Я наклонился и взял отросток, чтобы рассмотреть его; но когда я попытался сорвать его, он растянулся, как эластичная резина, не отломившись. Усики были круглыми и в нерастянутом состоянии имели около четверти дюйма в диаметре. На них виднелись шедшие через равные промежутки сферические выпуклости, напоминавшие на расстоянии маленькие ягоды. Они, по-видимому, состояли из того же вещества, что и усики. Отросток начал обвиваться вокруг моих пальцев, и мне лишь с некоторым трудом удалось их разжать. Улица и набережная были пустынны, но три или четыре лошади на стоянке извозчиков испуганно шарахнулись в сторону, когда трава обвилась вокруг их ног. За те несколько минут, что я наблюдал за ней, она заметно выросла. Чувствуя некоторую тревогу, я направился обратно по Норфолк-стрит.
Сорняк распространился и там; я заметил, что в тех местах, где падало белое семечко, с поразительной быстротой всходило свежее растение. На Стрэнде трава была почти в ярд высотой. Водители конок нахлестывали своих испуганных лошадей в тщетных попытках проехать по ней. Пешеходы не могли пошевелиться, за исключением какого-то крупного сложения мужчины, который маленьким топориком прорубил проход в зарослях для себя, своей жены и дочери — хорошенькой девушки лет девятнадцати.
Они спускались к набережной, но я предупредил их, что там все густо заросло травой. Молодая леди предложила спрятаться в одном из домов, и я пригласил их в свою контору. Отростки хватали людей, тянули их вниз и накрепко обвивали, как мух в паутине. Мы слышали крики и вопли по всему Стрэнду. Лошадь упала и билась, перевернув карету. Пока мы разговаривали, трава распространилась по Норфолк-стрит и стала цепляться за наши ноги, когда мы бросились бежать. Дама споткнулась и упала. Щупальца растения немедленно схватили ее, и только с большими усилиями нам удалось ее освободить. Войдя в дом, мы не смогли запереть дверь, пока не обрубили тянувшиеся к нам усики.
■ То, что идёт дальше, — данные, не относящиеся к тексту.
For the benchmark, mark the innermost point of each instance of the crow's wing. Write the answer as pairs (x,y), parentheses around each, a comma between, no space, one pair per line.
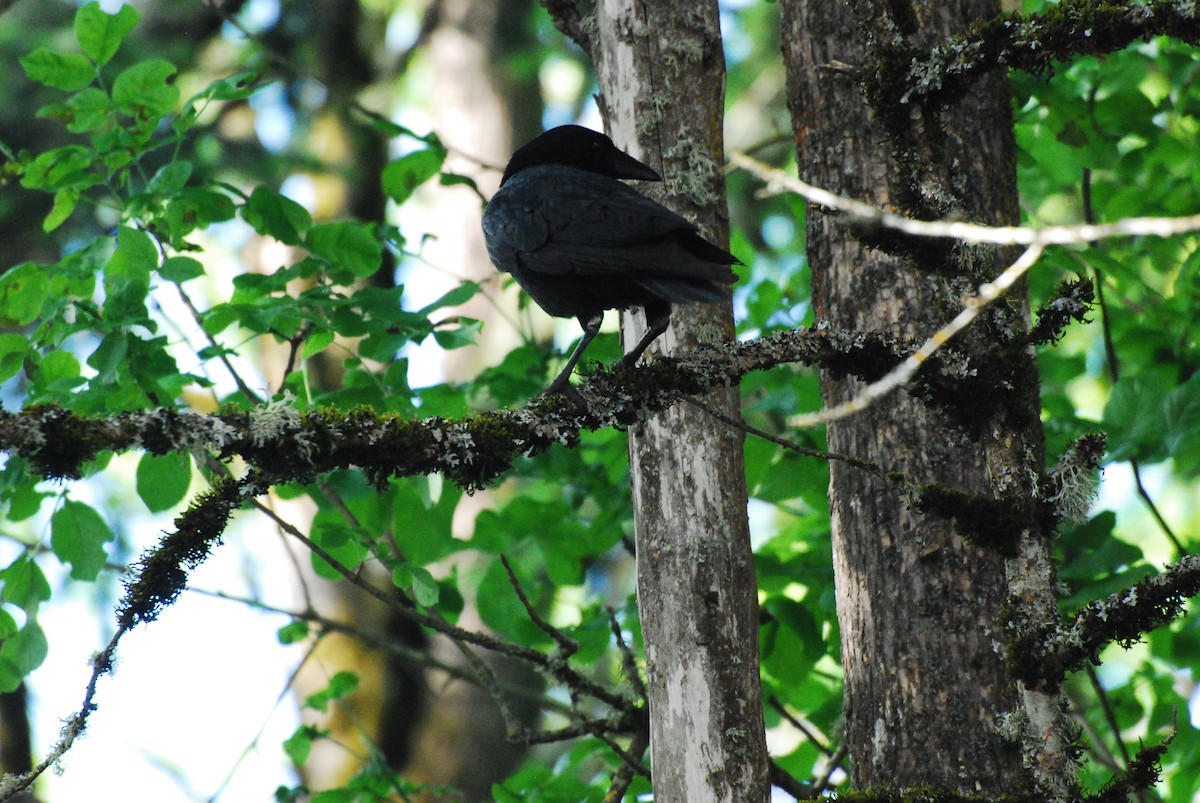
(563,221)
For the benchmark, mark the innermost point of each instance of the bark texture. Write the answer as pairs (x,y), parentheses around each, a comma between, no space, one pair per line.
(921,609)
(661,76)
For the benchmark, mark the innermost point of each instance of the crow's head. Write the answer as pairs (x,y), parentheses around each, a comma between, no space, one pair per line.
(580,148)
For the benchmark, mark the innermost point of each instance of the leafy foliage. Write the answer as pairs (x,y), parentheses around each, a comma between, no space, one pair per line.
(127,310)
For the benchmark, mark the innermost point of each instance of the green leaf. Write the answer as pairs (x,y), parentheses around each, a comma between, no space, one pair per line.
(293,633)
(348,245)
(21,654)
(100,34)
(180,269)
(316,343)
(127,275)
(65,71)
(78,535)
(1134,418)
(24,289)
(15,349)
(275,215)
(402,177)
(1182,413)
(58,367)
(7,624)
(425,587)
(171,178)
(64,204)
(163,480)
(61,168)
(90,108)
(143,91)
(299,744)
(24,583)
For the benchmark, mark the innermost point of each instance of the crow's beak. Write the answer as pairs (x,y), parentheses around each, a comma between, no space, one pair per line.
(623,166)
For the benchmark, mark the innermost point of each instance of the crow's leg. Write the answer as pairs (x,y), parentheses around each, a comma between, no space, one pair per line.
(658,318)
(562,383)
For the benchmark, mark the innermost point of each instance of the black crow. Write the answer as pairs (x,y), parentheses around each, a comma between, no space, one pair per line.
(580,241)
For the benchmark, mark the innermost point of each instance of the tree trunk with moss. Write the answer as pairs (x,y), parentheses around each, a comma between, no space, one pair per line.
(661,76)
(921,601)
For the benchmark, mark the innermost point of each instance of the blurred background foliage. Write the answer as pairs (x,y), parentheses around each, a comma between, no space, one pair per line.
(323,139)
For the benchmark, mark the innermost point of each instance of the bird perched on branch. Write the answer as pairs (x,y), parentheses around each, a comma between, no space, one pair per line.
(580,241)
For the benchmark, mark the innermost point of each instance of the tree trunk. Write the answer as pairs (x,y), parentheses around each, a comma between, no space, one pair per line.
(661,76)
(921,609)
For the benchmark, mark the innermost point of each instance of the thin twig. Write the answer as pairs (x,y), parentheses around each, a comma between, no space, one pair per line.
(777,703)
(972,306)
(780,181)
(567,646)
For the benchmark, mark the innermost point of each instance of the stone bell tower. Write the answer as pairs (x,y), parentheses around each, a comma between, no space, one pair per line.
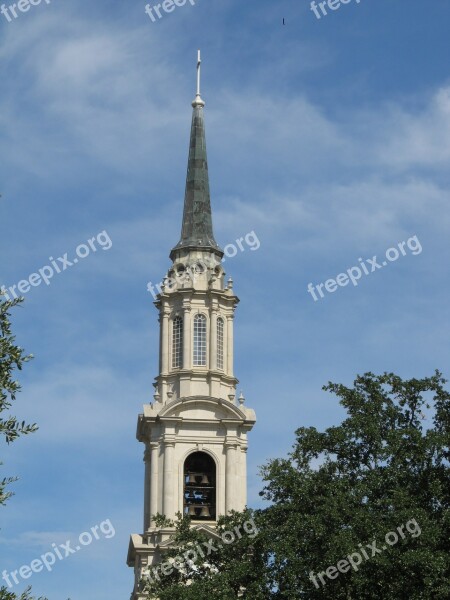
(195,431)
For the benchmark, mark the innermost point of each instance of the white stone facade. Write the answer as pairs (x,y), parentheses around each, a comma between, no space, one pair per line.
(195,407)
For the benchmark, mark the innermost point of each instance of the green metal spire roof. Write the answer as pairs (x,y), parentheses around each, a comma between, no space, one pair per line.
(197,230)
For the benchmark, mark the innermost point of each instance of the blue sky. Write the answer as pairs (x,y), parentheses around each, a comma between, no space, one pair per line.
(328,138)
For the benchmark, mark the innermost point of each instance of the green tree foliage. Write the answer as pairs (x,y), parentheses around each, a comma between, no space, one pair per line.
(227,570)
(385,467)
(386,464)
(12,358)
(5,595)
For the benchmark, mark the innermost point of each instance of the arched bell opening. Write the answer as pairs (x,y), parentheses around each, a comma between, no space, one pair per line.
(200,487)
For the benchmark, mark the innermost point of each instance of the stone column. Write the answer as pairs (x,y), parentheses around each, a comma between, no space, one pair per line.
(169,451)
(230,477)
(153,480)
(147,483)
(243,485)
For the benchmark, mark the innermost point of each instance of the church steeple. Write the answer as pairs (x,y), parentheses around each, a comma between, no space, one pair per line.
(195,427)
(197,229)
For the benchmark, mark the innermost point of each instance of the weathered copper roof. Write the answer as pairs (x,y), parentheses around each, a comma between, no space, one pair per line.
(197,229)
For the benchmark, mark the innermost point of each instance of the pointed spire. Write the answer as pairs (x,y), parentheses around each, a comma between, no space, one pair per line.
(197,230)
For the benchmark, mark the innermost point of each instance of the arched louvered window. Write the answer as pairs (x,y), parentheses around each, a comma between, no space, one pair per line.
(220,343)
(200,487)
(177,343)
(200,341)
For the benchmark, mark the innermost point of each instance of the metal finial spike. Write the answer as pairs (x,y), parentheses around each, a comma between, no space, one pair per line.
(198,100)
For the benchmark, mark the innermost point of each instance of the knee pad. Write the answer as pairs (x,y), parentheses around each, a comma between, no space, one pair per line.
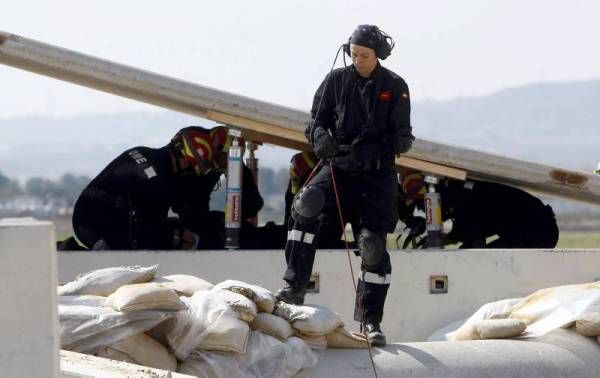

Я включил электрический свет в коридорах и повел новых друзей в свой кабинет на пятом этаже. Старшая из дам была очень слаба, и я дал ей немного бренди, содовой и бисквитов. К счастью, этого у меня было в избытке.
Джентльмена звали Джордж Бейкер, его жену — Мэрилин Бейкер, а девушку — Вива. Семья покупала антикварные диковинки на Стрэнде; им повезло, так как среди покупок оказался и топорик мавританской работы с грубой гравировкой. Некоторые встреченные ими на улицах люди рассказали, что сорняк растет по всему Лондону и что гвардейцы получили приказание его выпалывать. Один ученый пожилой джентльмен предположил, что семена были атомами какой-то распавшейся планеты или элементами некоего будущего мира, и что они содержали первичные зародыши жизни, заставлявшие их расти, когда они вступали в контакт с подходящей материей.
— Это прямо дьявольщина! — яростно воскликнул мистер Бейкер. — Приходским советам следовало бы разослать цистерны с раствором средства от сорняков или... или еще что-нибудь. Я не знаю, что следует делать, но они должны хоть что-то сделать.
Он взволнованно вытер лицо носовым платком.
— Дьявольщина! — повторил он. — Трава прорастает сквозь каменные плиты, деревянную брусчатку, буквально через все. Она... она хватает людей!
— Да, хватает людей! — повторила его жена, заламывая руки. — Мы это видели.
— Растение прилипает к вам, — дрожащим голосом добавила девушка. — Цепляется за вас. О, если трава продолжит расти!..
Ее мать пронзительно вскрикнула, а отец застонал.